Cherry não sabe que Hero está apaixonado por ela, ou que ela está apaixonada por Hero, ou que as mulheres podem até mesmo se amar (embora legalmente, Birdman proíba isso). Então Manfred aparece, sem camisa, coberto com o sangue de um alce que provavelmente acabou de matar com as próprias mãos. Ele quer cuidar das… necessidades de Cherry. Oh meu Deus. Cherry precisa ser resgatada, então Hero formula um plano: toda vez que Manfred fica arrogante, Cherry ouvirá Hero contar uma história para bloquear sua… arrogância.
A história de Hero é um conto preventivo sobre Rosa (Charlie XCX), que aprendeu a ler e escrever, embora seja ilegal para as mulheres aprenderem literalmente qualquer coisa, exceto xadrez e falcoaria, e elas nem sequer podem ser boas nessas coisas, porque todos saudam Birdman. A história do Herói é uma metáfora poderosa, embora seja um pouco tênue no nível narrativo, então é difícil imaginar que levará 100 noites para contá-la – a menos que a prosa do Herói seja tão roxa que deixe o Príncipe com ciúmes.

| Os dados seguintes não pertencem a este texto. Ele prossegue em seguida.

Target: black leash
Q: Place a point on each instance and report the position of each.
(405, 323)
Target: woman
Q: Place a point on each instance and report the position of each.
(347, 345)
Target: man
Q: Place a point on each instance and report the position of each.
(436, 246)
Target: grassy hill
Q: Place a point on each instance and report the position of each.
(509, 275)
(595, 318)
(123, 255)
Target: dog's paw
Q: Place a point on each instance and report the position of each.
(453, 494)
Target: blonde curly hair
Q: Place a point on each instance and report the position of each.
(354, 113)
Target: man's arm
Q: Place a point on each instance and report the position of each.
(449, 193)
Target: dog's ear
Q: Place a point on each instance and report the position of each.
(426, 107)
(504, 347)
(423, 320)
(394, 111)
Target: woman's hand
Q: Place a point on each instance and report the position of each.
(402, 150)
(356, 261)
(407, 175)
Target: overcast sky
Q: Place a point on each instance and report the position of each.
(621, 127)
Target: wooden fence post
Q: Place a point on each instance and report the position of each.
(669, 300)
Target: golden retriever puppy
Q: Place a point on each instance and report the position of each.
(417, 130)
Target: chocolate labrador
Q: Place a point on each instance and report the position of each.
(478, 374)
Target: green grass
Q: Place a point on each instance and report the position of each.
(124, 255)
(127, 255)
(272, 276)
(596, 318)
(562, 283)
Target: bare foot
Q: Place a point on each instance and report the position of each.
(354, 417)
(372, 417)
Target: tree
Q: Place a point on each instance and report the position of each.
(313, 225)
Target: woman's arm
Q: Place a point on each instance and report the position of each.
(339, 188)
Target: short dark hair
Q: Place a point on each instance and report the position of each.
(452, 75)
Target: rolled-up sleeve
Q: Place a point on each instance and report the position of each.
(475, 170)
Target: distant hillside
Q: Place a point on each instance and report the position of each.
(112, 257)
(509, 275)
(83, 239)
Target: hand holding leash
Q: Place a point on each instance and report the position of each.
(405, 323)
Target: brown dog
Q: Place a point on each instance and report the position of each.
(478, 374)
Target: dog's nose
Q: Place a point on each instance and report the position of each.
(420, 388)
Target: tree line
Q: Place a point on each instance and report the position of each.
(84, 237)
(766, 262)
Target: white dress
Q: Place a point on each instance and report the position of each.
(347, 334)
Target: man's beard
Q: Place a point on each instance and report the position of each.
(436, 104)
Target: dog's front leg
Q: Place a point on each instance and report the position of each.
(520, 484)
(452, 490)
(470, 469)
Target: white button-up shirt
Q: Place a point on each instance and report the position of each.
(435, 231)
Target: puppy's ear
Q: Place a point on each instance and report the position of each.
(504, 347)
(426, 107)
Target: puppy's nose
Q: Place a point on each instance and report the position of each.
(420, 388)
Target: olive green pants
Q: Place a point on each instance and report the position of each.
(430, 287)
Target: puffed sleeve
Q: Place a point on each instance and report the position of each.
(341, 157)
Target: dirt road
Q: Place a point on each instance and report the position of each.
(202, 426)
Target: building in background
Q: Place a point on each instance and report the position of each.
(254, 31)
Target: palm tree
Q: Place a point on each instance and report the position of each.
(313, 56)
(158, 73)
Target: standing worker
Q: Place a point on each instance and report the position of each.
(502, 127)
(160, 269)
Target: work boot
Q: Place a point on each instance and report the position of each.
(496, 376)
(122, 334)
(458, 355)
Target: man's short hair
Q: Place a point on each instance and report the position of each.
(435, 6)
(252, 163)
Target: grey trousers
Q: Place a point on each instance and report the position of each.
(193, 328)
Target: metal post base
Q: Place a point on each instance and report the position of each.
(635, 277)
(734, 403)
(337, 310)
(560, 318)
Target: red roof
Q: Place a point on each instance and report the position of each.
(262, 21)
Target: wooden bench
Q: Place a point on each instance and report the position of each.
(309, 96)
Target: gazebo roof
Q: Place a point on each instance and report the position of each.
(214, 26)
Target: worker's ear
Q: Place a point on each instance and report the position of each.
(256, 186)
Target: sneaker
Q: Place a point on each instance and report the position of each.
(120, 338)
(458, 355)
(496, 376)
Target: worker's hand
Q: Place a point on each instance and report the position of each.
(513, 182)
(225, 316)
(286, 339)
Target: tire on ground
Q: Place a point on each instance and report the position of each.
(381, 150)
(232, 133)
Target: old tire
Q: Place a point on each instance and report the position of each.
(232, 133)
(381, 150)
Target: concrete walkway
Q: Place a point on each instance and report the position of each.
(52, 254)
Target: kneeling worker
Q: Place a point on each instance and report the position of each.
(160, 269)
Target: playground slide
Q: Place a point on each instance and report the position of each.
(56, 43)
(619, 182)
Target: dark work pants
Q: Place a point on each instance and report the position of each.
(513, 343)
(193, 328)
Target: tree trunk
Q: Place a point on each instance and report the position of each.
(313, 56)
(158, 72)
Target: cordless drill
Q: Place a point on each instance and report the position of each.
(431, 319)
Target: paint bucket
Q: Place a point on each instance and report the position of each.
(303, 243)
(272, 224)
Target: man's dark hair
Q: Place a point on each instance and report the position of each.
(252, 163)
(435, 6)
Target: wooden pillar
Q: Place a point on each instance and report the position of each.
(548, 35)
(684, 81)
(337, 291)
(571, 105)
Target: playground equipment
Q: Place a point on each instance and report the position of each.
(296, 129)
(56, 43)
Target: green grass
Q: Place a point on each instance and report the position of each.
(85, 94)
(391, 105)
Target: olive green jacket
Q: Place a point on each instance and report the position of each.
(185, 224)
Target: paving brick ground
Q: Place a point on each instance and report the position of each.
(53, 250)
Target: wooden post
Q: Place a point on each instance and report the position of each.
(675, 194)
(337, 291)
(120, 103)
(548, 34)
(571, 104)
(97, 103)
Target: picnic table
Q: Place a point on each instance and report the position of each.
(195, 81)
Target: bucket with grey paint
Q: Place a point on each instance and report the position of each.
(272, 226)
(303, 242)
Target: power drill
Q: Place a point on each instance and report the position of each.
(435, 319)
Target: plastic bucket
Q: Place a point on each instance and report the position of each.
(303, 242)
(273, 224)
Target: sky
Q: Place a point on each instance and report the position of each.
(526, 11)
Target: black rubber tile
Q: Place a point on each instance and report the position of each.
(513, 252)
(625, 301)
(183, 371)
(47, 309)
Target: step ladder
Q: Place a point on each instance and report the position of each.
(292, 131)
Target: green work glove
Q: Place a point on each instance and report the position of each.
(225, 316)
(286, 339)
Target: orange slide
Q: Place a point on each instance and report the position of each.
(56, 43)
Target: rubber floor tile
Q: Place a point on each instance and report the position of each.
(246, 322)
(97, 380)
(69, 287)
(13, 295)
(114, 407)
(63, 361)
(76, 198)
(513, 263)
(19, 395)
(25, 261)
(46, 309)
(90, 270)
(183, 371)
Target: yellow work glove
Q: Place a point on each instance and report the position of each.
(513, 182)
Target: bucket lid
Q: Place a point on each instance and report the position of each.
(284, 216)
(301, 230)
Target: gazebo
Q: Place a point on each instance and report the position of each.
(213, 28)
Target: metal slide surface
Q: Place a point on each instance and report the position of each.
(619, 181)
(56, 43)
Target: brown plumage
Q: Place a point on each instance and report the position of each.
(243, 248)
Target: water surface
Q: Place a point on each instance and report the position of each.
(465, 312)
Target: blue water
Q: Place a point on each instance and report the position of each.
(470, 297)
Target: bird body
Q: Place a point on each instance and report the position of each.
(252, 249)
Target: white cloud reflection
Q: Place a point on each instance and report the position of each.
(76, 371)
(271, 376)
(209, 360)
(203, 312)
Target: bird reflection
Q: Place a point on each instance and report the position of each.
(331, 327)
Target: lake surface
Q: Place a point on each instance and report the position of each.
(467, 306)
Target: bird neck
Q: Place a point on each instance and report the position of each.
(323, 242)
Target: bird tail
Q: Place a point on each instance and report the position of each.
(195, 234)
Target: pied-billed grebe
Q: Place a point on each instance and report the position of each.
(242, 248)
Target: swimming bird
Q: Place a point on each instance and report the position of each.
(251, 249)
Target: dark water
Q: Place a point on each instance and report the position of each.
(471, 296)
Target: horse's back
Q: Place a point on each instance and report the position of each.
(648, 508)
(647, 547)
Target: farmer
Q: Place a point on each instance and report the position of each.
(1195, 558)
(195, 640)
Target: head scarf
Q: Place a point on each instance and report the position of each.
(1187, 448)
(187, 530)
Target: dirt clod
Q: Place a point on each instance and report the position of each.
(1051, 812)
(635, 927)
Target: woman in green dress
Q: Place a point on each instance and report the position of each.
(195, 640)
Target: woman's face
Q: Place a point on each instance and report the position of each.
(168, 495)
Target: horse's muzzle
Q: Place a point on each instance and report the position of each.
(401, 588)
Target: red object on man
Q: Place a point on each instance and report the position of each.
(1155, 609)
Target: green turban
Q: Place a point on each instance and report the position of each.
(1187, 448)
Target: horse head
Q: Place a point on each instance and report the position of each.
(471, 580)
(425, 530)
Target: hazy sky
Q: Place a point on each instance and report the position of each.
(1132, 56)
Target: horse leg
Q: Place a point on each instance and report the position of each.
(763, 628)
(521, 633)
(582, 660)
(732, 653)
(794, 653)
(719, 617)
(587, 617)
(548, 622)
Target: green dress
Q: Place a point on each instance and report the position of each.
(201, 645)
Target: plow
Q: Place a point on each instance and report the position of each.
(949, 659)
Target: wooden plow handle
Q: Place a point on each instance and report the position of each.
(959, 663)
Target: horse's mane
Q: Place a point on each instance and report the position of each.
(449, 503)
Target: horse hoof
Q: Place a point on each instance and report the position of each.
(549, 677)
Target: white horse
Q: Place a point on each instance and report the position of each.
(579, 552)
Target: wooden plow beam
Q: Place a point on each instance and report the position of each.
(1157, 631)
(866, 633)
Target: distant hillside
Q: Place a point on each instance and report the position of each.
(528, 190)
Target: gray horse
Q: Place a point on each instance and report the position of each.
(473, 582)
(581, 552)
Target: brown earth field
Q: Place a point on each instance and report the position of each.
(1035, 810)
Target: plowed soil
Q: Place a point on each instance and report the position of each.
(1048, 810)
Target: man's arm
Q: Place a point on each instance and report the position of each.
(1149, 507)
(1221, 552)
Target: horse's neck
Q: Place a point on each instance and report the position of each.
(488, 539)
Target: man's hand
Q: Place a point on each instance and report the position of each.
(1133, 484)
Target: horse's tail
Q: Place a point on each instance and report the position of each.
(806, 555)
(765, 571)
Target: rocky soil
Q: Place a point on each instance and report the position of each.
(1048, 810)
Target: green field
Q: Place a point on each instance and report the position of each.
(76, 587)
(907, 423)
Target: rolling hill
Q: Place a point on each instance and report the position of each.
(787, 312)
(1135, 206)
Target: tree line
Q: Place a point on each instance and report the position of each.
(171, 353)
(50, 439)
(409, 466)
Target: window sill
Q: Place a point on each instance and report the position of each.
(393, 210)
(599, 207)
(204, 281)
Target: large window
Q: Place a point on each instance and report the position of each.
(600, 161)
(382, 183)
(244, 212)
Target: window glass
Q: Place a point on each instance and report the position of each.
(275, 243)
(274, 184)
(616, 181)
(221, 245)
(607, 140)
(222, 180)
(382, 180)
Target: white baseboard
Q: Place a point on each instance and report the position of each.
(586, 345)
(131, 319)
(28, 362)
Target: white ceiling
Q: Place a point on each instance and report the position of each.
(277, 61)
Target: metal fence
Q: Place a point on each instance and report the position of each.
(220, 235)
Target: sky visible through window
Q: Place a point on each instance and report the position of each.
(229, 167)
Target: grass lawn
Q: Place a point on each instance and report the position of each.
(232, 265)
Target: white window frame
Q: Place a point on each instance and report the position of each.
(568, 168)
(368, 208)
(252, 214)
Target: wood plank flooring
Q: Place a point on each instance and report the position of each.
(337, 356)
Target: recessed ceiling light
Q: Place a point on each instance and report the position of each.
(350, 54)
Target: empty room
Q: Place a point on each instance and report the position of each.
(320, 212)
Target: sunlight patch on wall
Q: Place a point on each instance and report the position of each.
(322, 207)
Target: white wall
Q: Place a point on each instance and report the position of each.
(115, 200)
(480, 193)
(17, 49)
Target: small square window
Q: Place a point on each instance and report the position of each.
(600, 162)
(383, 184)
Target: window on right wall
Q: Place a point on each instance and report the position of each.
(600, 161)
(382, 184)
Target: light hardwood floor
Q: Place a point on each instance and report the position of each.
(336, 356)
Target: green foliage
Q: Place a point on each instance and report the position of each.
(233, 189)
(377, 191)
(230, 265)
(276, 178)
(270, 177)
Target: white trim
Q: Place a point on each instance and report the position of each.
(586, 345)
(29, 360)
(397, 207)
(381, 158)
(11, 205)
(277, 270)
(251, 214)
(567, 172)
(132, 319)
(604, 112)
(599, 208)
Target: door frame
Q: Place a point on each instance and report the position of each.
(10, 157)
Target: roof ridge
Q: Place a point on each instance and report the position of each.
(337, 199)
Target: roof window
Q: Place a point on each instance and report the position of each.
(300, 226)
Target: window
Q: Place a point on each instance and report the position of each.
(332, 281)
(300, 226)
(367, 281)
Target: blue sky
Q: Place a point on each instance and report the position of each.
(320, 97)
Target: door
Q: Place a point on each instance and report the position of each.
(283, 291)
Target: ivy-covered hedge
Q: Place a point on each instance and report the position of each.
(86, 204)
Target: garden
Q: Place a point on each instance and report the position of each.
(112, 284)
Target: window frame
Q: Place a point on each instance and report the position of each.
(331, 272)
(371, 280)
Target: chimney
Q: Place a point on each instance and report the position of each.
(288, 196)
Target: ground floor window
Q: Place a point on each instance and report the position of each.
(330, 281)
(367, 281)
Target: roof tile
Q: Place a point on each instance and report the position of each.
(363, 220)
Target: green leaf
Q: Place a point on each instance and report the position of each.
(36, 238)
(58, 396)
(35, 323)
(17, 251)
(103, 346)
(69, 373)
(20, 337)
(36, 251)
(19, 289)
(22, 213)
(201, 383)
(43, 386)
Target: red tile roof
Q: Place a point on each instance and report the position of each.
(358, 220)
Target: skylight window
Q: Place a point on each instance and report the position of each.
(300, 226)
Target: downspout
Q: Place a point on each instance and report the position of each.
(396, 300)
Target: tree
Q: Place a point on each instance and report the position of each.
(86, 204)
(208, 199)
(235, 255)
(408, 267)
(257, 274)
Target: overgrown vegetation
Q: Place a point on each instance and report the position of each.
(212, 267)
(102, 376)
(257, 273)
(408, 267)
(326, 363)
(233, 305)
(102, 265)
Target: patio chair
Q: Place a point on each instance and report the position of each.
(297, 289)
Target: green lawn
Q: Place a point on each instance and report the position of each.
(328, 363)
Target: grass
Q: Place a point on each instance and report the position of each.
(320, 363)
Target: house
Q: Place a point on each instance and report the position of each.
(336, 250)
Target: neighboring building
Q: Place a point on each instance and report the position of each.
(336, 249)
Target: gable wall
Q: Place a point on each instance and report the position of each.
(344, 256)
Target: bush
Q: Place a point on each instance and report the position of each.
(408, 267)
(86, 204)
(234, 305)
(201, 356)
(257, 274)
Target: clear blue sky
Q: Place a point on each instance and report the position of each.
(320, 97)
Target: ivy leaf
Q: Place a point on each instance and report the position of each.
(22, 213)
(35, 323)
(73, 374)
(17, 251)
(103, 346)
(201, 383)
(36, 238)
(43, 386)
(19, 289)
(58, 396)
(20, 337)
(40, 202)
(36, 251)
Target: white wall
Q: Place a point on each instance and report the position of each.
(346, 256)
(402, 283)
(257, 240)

O mundo de Jackman é muito próprio, o que só chama a atenção para o quão bobo ele é. Nomear Deus como conhecemos o conceito de “Homem-pássaro” e vestir seus discípulos com máscaras de pássaros bobas não torna menos horrível quando eles condenam mulheres e pessoas queer à morte por razões arbitrárias. Mas isso nos lembra que todos que fazem isso no mundo real são igualmente palhaços e que ninguém deve levar a sério suas idéias tolas e malignas. Muito menos transformá-los em leis ou dogmas. (Desculpe, quero dizer “birdma”.)
Adaptado da história em quadrinhos de Isabel Greenberg, o artifício de Jackman ajuda a esconder os valores de produção às vezes frágeis de “100 Noites de Herói”. Eles filmaram em uma vasta propriedade, mas a estética geral tem mais em comum com o teatro de arte local e, às vezes, isso amplifica a natureza fábula da história. Muitas das atuações são educadas e rígidas, mas os personagens que estão livres da opressão – ou pelo menos vivendo e pensando como se estivessem – parecem mais confortáveis em sua própria pele. Viver num mundo reprimido é viver falsamente, segundo o filme de Jackman.
Por mais intencional que seja, a qualidade arquitetônica de “100 Noites de Herói”, dos figurinos às performances e à história em si, destaca os pontos fortes do filme e se torna uma pequena distração. Por um lado, isso parece uma história de Chaucer, embora moderna, que aborda tópicos com os quais até mesmo Chaucer teria lutado. Por outro lado, o arco ainda é arco, por isso pode ser difícil para alguns públicos apreciar o comprimento de onda de Jackman.
Será que tudo isso é kitsch uma metáfora para amores vividos pela metade sob leis ilógicas, ou é apenas muito kitsch? Parece ser a primeira opção, mas se você não consegue superar todos os maneirismos, e com certeza há muitos maneirismos, pode parecer um riff de Wes Anderson muito estranho e de baixo orçamento. Não que isso seja uma proposta terrível, mas ainda é redutora, e “100 Noites de Herói” está tentando – com sucesso modesto – chegar a algo muito mais profundo, sobre a forma como as histórias nos inspiram a imaginar vidas melhores para nós mesmos. E se não podemos viver essas vidas, pelo menos as nossas histórias podem inspirar outras pessoas. É uma mensagem maravilhosa, em grande parte entregue.